I started this yesterday, but needed to leave it unfinished for a day. Today is equally cold, and will be through Friday. Warmer weather returns Saturday.
It originally looked like this cold "snap" would last only two or three days, but we are well into day four, and I think it will last at least another two. My line in the sand is -20 degrees F -- if the air temperature or wind chill is below that, since I don't have a car, I don't go further than about a block from where I live. And I'm still hearing the words "minus twenty-five" and "minus thirty" on the radio, so forget about it. If a friend offers me a ride somewhere, I'll take it, but I cannot risk a ten minute walk to the bus stop then waiting for a bus, unless I have no other choice.

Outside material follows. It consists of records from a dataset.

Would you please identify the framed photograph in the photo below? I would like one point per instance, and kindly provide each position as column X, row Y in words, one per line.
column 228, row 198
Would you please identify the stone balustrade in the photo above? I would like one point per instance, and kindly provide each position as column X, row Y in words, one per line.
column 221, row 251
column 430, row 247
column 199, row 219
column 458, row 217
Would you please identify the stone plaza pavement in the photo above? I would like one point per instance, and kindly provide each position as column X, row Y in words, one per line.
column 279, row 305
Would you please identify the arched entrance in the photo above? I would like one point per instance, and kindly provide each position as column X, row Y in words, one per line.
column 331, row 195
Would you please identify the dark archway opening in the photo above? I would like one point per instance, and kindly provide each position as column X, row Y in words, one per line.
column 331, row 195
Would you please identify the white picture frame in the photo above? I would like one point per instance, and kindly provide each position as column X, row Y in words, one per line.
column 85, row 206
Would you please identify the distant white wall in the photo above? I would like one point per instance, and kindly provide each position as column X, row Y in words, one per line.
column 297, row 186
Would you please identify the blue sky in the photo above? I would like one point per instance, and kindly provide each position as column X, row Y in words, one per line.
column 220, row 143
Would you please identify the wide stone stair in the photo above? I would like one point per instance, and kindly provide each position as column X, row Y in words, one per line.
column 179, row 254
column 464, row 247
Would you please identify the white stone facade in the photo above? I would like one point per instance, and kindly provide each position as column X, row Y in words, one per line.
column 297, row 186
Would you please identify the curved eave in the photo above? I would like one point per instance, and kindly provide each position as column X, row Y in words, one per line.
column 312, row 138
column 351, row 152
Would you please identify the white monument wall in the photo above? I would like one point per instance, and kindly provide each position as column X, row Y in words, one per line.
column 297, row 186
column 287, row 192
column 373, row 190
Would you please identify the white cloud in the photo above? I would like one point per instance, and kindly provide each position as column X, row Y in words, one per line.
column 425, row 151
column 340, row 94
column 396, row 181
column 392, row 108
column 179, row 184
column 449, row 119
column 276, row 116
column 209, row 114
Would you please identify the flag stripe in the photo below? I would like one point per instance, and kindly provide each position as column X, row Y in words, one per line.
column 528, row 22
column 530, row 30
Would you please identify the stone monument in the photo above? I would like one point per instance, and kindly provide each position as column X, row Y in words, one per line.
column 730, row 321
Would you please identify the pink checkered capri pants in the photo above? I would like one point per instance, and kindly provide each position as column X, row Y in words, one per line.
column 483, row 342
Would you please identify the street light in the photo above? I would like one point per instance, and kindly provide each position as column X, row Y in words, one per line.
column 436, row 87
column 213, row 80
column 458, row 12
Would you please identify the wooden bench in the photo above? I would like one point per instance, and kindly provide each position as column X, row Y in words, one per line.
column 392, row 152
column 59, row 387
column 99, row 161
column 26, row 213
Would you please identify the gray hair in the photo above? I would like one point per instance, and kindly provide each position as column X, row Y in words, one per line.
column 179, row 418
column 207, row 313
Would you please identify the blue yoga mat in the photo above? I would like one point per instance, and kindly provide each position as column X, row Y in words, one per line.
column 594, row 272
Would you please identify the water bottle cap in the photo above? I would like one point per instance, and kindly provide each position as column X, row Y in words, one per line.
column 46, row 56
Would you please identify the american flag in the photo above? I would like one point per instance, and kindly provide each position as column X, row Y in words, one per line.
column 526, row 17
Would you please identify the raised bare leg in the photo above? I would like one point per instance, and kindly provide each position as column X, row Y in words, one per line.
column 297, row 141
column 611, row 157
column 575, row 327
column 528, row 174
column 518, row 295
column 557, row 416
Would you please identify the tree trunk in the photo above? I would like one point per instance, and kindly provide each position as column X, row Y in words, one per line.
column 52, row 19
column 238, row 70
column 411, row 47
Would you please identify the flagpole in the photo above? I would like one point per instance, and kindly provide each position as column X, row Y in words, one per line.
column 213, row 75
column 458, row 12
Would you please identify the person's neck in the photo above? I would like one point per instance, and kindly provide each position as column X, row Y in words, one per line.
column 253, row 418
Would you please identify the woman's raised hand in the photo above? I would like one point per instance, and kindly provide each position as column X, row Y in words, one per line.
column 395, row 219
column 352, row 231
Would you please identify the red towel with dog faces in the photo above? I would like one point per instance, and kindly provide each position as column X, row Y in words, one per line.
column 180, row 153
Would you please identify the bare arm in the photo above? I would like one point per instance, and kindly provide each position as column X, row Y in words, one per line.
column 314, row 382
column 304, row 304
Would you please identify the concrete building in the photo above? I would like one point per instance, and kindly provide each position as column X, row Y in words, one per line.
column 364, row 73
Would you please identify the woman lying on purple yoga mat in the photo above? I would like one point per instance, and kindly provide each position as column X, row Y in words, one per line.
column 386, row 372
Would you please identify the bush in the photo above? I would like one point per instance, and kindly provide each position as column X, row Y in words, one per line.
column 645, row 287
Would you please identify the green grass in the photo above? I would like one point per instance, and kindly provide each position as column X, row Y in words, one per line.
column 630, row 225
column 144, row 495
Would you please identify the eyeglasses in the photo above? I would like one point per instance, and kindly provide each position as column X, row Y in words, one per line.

For years, I have been one of the most fortunate essentially "homeless" people on the planet, and in this weather, I am in an almost constant state of gratitude. Most people without secure housing risk their lives almost every day, no matter how many shelters or warm places (libraries, buses, malls) there are, particularly in this climate. Yes, there are as many "reasons" for homelessness as there are people (in my case, it is philosophical), but in the end, I see it as an inevitable outcome of a conflict-driven, "kill or be killed" system. Since we've all been satisfied to live in such a construct, we have created homelessness, poverty and loss. We have made these conditions inevitable. I guess the only good thing about increased climate chaos is that more and more people will experience homelessness "through no fault of their own" (or at least that may be their perception), and perhaps they will then yearn to create a fairer and more loving overall system.
I know one thing about a more Goddess-inspired culture: it will never be necessary to "earn" a living, or a warm roof over one's head. It will never be necessary to prove one's worthiness to come in out of the cold.